今回は初めてのオンライン講習ということで、一部画像や音声の乱れなどお見苦しい点がありましたが、皆様のご理解とご協力のお蔭でなんとかやりきることができました。内容についても「非常にわかりやすかった」というご感想が多く、スタッフ一同ほっとしております。次回以降もさらに有意義な研修会となるよう精進いたします。ありがとうございました。

※内容の一部を動画でご覧ください。

 


 ■第3回 三建研修会
令和元年5月25日(土曜日)14時~16時 @中野サンプラザ

三回目となるオーナー様研修会を開催しました。これまでは本降りの雨に見舞われていた研修会でしたが、今回は夏の日差しが照りつける快晴のもと、50名を超えるオーナー様にご参加いただきました。社員一同、心より感謝申し上げます。

さて、今回は、研修内容も大幅にバージョンアップしました。

まず、私、小川が不動産管理を法人化して行う場合のメリット・デメリットをお話させていただきました。法人化することで、「信用力の増大」「給与所得控除が使える」「家族役員に対する役員給与の損金算入」「赤字の繰り越し」「自宅の社宅化」「中小企業の税制優遇」「法人保険の経費化が可能」「家族役員に対する役員退職金の損金算入」といった、さまざまなメリットがあります。個人で運営されているオーナー様には、一度検討していただければと思います。

次に、日ごろお世話になっている家賃保証会社・ジェイリース㈱大野様より、家賃保証会社の仕組みとカバー範囲、そして今後、民法の改正によって、個人の連帯保証人様が守られる流れに変わっていくことなどを講演していただきました。すでに、弊社の管理物件において家賃保証会社と契約している割合は5割を超えており、オーナー様の意識の中にも家賃保証会社と提携するほうが有利だと考える方が増えています。

保険サポートの山下俊一郎様からは、特に、契約時期の古い保険が、近年増加している自然災害に対応しているのか、十分見直していただきたいという点をお伝えしました。もちろん、弊社に不動産管理をお任せいただいているオーナー様であれば、どこの保険会社のものであっても、契約内容のチェックをさせていただきますので、お気軽にお問い合わせください。

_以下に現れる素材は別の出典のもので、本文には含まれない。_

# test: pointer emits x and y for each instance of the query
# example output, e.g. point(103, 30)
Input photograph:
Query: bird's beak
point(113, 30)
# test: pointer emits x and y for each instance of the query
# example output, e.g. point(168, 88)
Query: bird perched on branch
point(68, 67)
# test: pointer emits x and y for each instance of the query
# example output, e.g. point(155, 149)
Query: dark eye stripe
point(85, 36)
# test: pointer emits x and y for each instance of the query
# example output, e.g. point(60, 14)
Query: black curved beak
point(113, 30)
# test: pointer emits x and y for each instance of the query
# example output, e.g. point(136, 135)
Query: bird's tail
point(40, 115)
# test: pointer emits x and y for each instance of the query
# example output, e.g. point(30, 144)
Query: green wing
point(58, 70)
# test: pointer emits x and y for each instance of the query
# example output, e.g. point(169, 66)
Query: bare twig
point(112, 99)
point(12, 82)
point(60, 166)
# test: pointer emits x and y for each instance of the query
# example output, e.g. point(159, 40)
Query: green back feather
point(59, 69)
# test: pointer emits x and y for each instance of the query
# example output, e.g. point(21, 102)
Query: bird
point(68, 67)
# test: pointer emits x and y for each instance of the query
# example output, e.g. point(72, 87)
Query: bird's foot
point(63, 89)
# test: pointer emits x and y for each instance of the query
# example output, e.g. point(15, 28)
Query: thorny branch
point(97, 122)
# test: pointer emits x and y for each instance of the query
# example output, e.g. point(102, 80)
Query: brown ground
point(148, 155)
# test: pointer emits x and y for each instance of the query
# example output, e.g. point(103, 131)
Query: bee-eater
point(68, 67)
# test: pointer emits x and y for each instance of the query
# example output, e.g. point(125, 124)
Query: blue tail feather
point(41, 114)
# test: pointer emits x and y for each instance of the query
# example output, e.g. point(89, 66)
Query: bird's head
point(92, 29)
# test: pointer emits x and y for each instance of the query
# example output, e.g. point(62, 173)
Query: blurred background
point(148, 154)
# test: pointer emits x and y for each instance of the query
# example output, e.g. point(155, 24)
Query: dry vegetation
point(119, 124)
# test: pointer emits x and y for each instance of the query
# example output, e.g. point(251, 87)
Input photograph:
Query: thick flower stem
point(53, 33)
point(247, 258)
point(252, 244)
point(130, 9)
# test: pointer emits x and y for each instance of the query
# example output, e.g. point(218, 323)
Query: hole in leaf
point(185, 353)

最後に、私が数年前からラブコールを送っていた「ビラパルマ」オーナー不破眞様にご登壇いただき、ご自身の経験をもとに培ってきた「空室をつくらないための努力とポイント」をご紹介いただきました。特に、「建物は新築→築浅→築古と変化していく。しかし、不動産管理会社や建築会社に丸投げするのではなく、オーナー自身が積極的に関わり、手間暇をかけて物件に手を入れていくことで、家賃をある程度維持しながら高い入居率を実現できる」というお話は、非常に説得力のある貴重なお話でした。終了後のアンケートでも高い評価をいただきました。

三建では、今後もオーナー様のニーズに応じながら、そして、時代を見据えた不動産経営に役立つ知識を選りすぐって、研修会を充実させていきたいと考えております。ご参加、ご協力いただきました皆様に改めて感謝申し上げます。

当日の講演内容をダイジェスト版としてアップしました。ぜひご覧ください!

研修会のダイジェスト動画はこちら↓↓↓


 ■第2回 三建研修会
平成30年5月19日(土曜日)14時~16時 @中野サンプラザ

第2回目となる三建研修会は、昨年より会場を少し大きくして約40名のオーナー様にお越しいただき、満員御礼にて始まりました。
株式会社三建専務取締役小川征誠、株式会社三建顧問司法書士榎本悟による2部構成の講演です。
小川征誠の講演内容としては、前回のアンケート結果で希望が多かった、今後の不動産経済について不動産に関する相続等について、という内容をお話しさせて頂きました。
榎本悟の講演内容としては、不動産取引における登記実務について、という内容を実際におきた事例に即してお話させて頂きました。
やはりオーナー様からの質問内容として多いのが、今後不動産の市況はどのように変動していくのか、具体的にはいつ頃下がり始めるのか、事業承継をするのだけれど税金はどのくらいかかるのか、相続税はどのくらいかかるのか、という内容です。今回の講演で、不動産鑑定士という立場からお話しさせて頂きました。次回の研修会においても内容を充実させてご提供できればと思います。

研修会のダイジェスト動画はこちら↓↓↓


■第1回 三建研修会
平成29年5月13日(土曜日)14時~16時 @中野サンプラザ

第1回目となる三建研修会は、約30名のオーナー様にお越しいただき満員御礼にて始まりました。
株式会社三建専務取締役小川征誠、株式会社三建顧問弁護士遠藤温子による2部構成の講演です。
小川征誠の講演内容としては、不動産の価格収益物件の選び方不動産賃貸業を行うに当たって、という内容をお話しさせて頂きました。
遠藤温子の講演内容としては、不動産賃貸トラブル裁判例訴訟になったときの心構え、という内容を実務に即してお話させて頂きました。
アパート、マンション、店舗、事務所と不動産の所有形態はオーナー様によって様々です。当社は中野区野方、西武新宿線野方駅に存する不動産屋として、地域密着を強みに、大家様のお役に立てるようにより一層邁進していく次第です。悩みを解決するのはもちろんの事、このような研修会を通じて大家様と共に成長できればと思っております。